Sorafenib ameliorates renal fibrosis through inhibition of TGF-β/Smad pathway
10.7652/jdyxb201603016
- VernacularTitle:Sorafenib通过抑制TGF-β/Smad途径延缓肾纤维化的研究
- Author:
Lining JIA
;
Xiaotao MA
;
Yang YANG
;
Rongguo FU
;
Baosong GUI
- Publication Type:Journal Article
- Keywords:
sorafenib;
renal fibrosis;
epithelial-mesenchymal transition (EMT);
transforming growth factor-β(TGF-β);
Smad3
- From:
Journal of Xi'an Jiaotong University(Medical Sciences)
2016;37(3):378-382,398
- CountryChina
- Language:Chinese
-
Abstract:
Objective To investigate the effect of sorafenib in ameliorating renal fibrosis and its possible mechanisms.Methods Rats were subjected to unilateral ureteral obstruction (UUO ) and intragastrically administered sorafenib.NRK-52E cells were treated with transforming growth factor-β1 (TGF-β1)and sorafenib.
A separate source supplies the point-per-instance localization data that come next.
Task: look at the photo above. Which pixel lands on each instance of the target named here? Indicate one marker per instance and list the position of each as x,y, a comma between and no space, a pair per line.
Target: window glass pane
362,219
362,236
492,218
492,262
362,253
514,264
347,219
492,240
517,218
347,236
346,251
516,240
HE staining was used to visualize renal fibrosis.α-SMA and E-cadherin expressions in kidney tissue and NRK-52E cells were performed using immunofluorescence.The cell cycle of NRK-52E cells was determined by flow cytometry analysis.Smad3 and p-Smad3 protein expressions in NRK-52E cells were detected by Western blot analysis. Results HE staining showed that kidney interstitial fibrosis,tubular atrophy,and inflammatory cell infiltration in the sorafenib-treated UUO groups were significantly decreased compared with the vehicle-treated UUO group (P<0.05).Compared with those in UUO and TGF-β-stimulated NRK-52E groups,the expression of a-SMA decreased but E-cadherin expression increased in the UUO kidneys and NRK-52E cells of the sorafenib-treated groups (P<0.05).After 24 h stimulation with TGF-β1 5 ng/mL,the number of cell cycles arrested in G0/G1 phase was significantly increased and the number of cells that entered G2 ,S phase decreased (P<0 .0 5 ).Compared with that in TGF-β-stimulated NRK-52E groups, p-Smad3 decreased in the sorafenib-treated groups (P<0.05). Conclusion Our results suggest that sorafenib may be useful for the treatment of renal fibrosis through suppressing TGF-β/Smad3 signaling.